13.04.2022
La situation en Libye s'est sérieusement dégradée. C'est arrivé après la déclaration des représentants de l'Armée nationale libyenne (ANL) de Khalifa Haftar qui travaillent dans la Commission militaire mixte au format 5+5. Ils ont suspendu l'accord de cessez-le-feu du 23 octobre 2020 et ont quitté la commission. Les experts pensent que de telles déclarations pourraient conduire aux conséquences les plus indésirables pour la Libye: de l'approfondissement de la scission entre l'est et l'ouest allant jusqu'à une nouvelle guerre.
Les officiers supérieurs de l'ANL participant à cette commission ont avancé quatre principales exigences: cesser les exportations du pétrole libyen, bloquer la route côtière reliant l'est et l'ouest du pays, cesser la coopération et tout contact avec le Gouvernement d'union nationale (GUN) d'Abdel Hamid Dbeiba basé à Tripoli, et cesser les vols entre la Cyrénaïque et la Tripolitaine. De facto, il s'agirait de renoncer aux acquis primordiaux de la commission au prix d'immenses efforts.
La Commission militaire mixte a été créée conformément aux décisions de la Conférence de Berlin sur la paix. Ses actions ont permis de stopper l'effusion de sang et de signer un accord de cessez-le-feu après une campagne ratée du maréchal Khalifa Haftar en Tripolitaine (région ouest de la Libye) lancée en avril 2019. De plus, des négociations ont commencé sur l'unification des institutions militaires du pays, les conditions nécessaires ont été garanties pour élire un gouvernement de transition et un accord a été conclu sur l'organisation d'une présidentielle et des législatives fin 2021, qui n'ont pas eu lieu pour plusieurs raisons.
Selon les experts, l'activation soudaine des représentants de l'ANL pourrait s'expliquer au moins par deux choses.

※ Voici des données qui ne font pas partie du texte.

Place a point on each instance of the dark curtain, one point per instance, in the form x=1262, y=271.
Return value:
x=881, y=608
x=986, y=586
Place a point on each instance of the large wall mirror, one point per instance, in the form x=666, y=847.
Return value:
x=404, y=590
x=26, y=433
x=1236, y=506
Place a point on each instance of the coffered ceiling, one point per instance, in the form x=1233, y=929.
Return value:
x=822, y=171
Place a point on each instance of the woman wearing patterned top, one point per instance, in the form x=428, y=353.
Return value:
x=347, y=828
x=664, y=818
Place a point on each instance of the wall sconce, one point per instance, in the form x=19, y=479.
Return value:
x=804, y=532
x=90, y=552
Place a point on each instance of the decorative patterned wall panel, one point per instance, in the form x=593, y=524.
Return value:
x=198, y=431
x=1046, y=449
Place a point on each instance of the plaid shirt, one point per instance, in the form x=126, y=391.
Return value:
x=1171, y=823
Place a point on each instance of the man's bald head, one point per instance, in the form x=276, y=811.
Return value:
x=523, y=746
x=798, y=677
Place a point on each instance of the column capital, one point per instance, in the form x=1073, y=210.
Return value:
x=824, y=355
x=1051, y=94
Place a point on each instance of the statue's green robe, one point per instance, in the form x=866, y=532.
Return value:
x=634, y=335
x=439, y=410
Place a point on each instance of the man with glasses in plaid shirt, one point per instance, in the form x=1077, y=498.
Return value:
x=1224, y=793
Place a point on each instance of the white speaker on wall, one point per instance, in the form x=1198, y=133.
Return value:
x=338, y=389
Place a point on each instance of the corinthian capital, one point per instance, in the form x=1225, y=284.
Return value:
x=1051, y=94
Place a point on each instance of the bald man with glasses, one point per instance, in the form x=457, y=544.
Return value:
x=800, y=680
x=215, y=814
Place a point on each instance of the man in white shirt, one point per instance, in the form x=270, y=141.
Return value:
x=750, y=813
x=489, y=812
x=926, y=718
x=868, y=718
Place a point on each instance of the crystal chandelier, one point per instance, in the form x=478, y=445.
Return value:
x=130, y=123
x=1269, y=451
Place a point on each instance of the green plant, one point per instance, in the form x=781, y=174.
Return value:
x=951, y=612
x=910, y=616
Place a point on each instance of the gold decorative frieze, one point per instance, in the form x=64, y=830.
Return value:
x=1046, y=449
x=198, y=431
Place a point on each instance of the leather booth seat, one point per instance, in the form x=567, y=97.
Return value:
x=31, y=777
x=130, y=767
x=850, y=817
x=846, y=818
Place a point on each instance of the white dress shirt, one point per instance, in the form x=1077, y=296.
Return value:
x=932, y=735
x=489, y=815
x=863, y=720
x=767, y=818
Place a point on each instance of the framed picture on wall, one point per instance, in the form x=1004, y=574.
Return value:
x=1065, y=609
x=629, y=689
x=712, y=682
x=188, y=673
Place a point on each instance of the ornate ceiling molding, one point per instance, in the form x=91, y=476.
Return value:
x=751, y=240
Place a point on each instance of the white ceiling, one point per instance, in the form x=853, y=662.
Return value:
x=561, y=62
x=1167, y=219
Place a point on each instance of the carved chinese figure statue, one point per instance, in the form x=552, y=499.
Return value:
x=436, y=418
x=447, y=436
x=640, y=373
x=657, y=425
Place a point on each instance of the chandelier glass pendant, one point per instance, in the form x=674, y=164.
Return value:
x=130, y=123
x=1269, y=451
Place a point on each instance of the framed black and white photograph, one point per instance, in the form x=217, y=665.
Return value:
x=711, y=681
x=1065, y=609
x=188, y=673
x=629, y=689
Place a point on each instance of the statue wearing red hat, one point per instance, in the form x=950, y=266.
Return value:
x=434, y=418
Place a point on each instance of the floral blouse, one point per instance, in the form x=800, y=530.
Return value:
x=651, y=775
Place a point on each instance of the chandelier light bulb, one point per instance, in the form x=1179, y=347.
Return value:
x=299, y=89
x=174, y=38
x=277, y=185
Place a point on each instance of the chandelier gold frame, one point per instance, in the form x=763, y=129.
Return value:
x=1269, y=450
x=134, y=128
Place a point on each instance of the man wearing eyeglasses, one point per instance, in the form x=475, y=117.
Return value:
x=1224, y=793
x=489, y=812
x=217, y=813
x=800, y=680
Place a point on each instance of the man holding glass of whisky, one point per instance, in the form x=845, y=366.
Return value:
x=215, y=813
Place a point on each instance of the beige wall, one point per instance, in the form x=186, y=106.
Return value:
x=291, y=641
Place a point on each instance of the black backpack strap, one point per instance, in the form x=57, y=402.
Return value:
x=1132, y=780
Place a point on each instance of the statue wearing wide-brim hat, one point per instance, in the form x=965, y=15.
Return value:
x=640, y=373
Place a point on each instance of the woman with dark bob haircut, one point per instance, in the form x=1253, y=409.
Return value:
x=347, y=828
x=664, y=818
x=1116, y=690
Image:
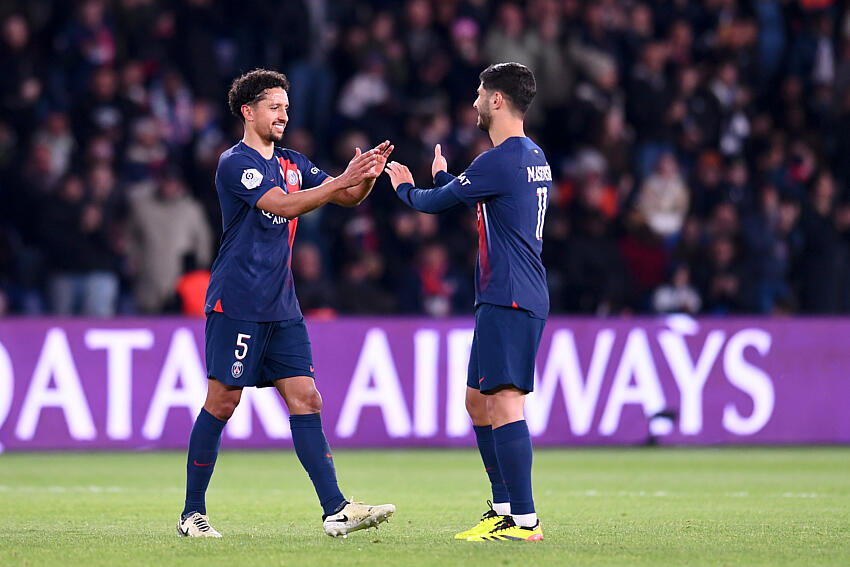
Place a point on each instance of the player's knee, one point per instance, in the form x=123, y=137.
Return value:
x=222, y=409
x=476, y=407
x=309, y=401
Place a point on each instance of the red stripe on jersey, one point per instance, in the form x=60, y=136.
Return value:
x=288, y=166
x=483, y=256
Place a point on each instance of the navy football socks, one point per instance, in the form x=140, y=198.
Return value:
x=313, y=451
x=487, y=448
x=513, y=450
x=203, y=451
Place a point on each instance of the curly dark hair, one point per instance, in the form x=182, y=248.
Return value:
x=515, y=82
x=251, y=88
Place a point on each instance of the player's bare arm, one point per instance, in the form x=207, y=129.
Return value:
x=399, y=173
x=439, y=164
x=353, y=196
x=291, y=205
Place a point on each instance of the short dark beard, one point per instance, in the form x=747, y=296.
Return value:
x=484, y=121
x=271, y=134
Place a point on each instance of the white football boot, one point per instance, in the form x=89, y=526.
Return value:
x=196, y=525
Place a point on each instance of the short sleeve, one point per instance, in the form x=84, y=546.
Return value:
x=482, y=180
x=311, y=175
x=241, y=177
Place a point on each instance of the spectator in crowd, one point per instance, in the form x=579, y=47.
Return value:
x=686, y=136
x=663, y=198
x=165, y=226
x=75, y=230
x=316, y=293
x=677, y=296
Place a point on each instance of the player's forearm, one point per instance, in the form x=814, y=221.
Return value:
x=434, y=200
x=353, y=196
x=443, y=178
x=291, y=205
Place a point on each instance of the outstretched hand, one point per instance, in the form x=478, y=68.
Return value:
x=398, y=174
x=360, y=167
x=439, y=163
x=384, y=150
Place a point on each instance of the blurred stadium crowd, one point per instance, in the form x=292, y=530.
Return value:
x=700, y=149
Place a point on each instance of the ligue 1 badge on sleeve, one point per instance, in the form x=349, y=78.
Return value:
x=251, y=178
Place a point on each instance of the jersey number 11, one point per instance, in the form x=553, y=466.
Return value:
x=542, y=194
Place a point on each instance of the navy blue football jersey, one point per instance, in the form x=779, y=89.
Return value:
x=510, y=186
x=251, y=277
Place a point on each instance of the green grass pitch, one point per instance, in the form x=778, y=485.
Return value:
x=743, y=506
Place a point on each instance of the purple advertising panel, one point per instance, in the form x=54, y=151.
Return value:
x=389, y=382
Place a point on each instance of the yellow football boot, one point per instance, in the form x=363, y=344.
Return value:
x=507, y=530
x=487, y=523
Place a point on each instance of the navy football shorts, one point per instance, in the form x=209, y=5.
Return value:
x=504, y=347
x=247, y=353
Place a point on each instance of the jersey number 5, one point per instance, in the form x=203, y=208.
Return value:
x=542, y=194
x=240, y=342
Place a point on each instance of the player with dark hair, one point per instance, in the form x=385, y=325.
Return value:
x=509, y=185
x=255, y=333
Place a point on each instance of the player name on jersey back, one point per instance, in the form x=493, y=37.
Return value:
x=539, y=173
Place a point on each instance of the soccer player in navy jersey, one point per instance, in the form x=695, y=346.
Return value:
x=255, y=333
x=509, y=185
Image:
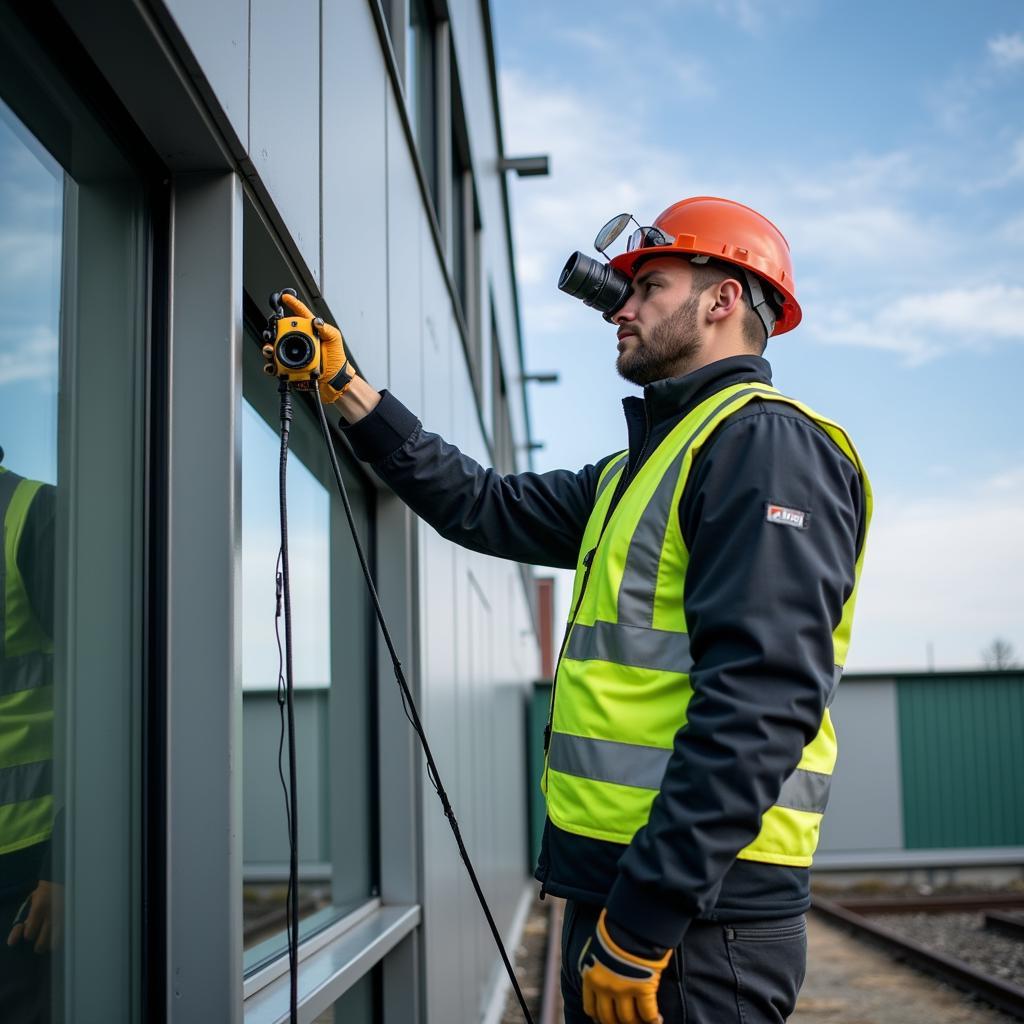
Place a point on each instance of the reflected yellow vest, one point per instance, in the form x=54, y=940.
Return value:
x=623, y=686
x=26, y=687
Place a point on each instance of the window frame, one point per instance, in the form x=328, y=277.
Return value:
x=265, y=960
x=127, y=978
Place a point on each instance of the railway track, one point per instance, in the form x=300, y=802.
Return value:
x=853, y=913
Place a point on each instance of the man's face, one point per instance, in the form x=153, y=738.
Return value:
x=658, y=327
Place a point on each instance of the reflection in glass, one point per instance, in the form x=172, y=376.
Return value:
x=32, y=187
x=332, y=623
x=265, y=842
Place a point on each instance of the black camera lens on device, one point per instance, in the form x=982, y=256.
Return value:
x=295, y=350
x=597, y=285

Premièrement, la volonté de Khalifa Haftar et du président du parlement Aguila Saleh d'aider leur allié politique Fathi Bachagha à occuper le siège du nouveau cabinet ministériel pour remplacer Abdel Hamid Dbeiba, qui refuse de démissionner.

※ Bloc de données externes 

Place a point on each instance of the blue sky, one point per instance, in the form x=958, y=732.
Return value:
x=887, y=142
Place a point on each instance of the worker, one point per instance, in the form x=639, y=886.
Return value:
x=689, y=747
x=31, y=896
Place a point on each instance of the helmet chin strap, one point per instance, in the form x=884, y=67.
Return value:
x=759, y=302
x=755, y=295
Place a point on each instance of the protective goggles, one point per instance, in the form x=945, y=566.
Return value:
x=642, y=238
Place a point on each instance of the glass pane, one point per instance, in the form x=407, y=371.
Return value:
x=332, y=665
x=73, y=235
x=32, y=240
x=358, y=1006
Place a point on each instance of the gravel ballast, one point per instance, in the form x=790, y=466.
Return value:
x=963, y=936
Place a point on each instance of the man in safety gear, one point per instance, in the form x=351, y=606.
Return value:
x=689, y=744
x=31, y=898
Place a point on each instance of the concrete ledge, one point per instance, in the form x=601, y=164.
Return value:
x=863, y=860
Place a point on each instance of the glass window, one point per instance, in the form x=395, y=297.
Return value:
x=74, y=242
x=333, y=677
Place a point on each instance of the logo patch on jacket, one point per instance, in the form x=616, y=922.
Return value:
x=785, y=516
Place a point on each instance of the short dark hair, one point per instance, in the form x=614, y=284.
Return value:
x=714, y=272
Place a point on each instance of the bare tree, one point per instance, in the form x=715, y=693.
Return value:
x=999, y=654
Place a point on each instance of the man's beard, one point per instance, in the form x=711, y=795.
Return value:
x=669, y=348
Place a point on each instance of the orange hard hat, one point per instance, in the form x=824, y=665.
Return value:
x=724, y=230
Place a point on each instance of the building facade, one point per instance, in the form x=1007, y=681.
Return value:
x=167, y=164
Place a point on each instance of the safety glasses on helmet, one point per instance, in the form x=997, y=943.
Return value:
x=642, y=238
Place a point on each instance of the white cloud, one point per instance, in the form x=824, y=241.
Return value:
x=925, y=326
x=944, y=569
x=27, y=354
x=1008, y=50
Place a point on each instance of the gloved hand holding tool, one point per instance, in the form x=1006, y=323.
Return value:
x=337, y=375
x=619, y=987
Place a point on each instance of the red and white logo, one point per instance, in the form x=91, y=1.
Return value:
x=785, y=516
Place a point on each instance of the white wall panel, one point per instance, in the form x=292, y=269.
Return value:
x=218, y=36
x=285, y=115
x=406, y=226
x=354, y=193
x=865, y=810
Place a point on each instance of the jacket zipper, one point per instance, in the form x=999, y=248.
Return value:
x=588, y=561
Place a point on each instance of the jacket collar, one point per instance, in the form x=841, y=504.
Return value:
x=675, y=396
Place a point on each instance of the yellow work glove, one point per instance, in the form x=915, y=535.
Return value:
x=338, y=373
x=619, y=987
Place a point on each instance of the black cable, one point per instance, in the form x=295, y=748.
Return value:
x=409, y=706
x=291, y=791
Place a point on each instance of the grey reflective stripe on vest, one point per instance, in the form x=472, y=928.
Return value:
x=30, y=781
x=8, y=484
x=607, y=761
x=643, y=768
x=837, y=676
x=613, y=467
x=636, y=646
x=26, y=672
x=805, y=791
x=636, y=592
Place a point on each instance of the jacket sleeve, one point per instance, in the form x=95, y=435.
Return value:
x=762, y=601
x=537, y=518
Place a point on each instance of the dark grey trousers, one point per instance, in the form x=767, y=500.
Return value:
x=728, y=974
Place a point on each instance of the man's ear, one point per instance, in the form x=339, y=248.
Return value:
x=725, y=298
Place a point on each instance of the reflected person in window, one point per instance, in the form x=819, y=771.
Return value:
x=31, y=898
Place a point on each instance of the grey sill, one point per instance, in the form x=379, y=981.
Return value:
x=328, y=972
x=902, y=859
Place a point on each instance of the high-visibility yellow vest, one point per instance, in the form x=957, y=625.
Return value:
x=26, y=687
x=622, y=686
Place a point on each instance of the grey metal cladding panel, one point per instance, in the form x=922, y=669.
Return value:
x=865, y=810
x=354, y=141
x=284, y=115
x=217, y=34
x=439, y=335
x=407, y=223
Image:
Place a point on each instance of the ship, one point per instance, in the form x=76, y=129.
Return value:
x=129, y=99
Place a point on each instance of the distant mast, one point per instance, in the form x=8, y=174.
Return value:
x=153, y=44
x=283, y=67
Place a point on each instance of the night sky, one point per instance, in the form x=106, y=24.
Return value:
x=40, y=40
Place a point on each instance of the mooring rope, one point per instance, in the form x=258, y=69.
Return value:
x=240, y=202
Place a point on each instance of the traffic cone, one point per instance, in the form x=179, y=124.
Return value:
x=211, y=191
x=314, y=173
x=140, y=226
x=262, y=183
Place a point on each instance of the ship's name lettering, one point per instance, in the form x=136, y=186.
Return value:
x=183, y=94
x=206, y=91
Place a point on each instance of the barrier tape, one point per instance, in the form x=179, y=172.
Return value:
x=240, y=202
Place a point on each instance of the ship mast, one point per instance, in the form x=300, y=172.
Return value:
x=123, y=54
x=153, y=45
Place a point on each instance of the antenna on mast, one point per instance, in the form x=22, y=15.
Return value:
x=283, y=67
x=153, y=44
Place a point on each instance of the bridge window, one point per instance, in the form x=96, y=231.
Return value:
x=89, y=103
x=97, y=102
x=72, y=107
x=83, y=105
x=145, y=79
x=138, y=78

Deuxièmement, la volonté du centre du pouvoir à l'est d'imposer au gouvernement sa propre façon de verser le salaire aux militaires de l'ANL.

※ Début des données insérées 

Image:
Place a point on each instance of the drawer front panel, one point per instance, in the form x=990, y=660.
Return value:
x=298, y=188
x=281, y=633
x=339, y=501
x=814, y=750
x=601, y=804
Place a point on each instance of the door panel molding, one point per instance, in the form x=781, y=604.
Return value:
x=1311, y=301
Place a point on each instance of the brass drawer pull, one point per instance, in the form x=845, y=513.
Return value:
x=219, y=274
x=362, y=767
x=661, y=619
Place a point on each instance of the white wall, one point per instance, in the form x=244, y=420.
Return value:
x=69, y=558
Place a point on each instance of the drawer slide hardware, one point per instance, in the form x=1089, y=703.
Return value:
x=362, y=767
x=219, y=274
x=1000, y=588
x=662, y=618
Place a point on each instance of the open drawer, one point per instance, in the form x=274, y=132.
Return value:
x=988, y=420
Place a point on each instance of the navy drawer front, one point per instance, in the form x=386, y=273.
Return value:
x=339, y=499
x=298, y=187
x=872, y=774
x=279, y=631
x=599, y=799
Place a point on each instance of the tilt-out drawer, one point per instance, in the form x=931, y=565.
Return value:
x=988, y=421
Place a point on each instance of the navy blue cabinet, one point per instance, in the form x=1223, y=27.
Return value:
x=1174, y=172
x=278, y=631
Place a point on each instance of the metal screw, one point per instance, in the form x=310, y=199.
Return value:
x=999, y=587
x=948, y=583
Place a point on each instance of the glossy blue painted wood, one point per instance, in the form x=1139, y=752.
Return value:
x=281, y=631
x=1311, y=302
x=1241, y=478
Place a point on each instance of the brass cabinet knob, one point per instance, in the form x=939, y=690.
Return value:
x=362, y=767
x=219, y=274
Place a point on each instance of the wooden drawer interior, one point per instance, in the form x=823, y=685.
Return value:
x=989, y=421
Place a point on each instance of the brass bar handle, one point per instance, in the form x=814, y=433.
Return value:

Abdel Hamid Dbeiba insiste sur le versement de l'argent sur les comptes individuels de chaque militaire. Alors que Khalifa Haftar préfère que le gouvernement verse toute la somme en une seule tranche, après quoi les comptables militaires décideront eux-mêmes comment et quelles sommes doivent être versées aux militaires.
Quoi qu'il en soit, la sortie des officiers supérieurs de l'ANL faisant partie de la Commission militaire mixte de l'accord de cessez-le-feu a été prise avec une grande inquiétude par le gouvernement d'Abdel Hamid Dbeiba, qui occupe également le poste de ministre de la Défense. Le jour même, il s'est entretenu avec le chef d'état-major de l'armée de terre Gribil al-Fitouri. Les interlocuteurs ont souligné l'importante contribution de la Commission militaire mixte à la paix. D'après le chef d'état-major, le travail de la commission est clair et détaillé, il n'a rien à voir avec les questions politiques. Le général Mustapha Yahia a déclaré ensuite au nom des participants de l'ouest de la commission que le point de vue des collègues de l'est ne reflétait pas l'avis de toute la commission.
Les exigences des membres de la commission de l'ANL laissent une impression controversée. Immédiatement après les déclarations des officiers supérieurs, plusieurs médias libyens ont annoncé que la production de pétrole dans certains champs du pays contrôlés par l'ANL avait cessé. Cependant, le général de brigade Ahmed al-Mismari, porte-parole de l'ANL, a immédiatement démenti ces informations. Il se pourrait que Khalifa Haftar ait décidé au dernier moment qu'il serait contreproductif pour lui et pour Fathi Bachagha de jouer la carte pétrolière. Le pétrole est la seule source de revenus pour la Libye.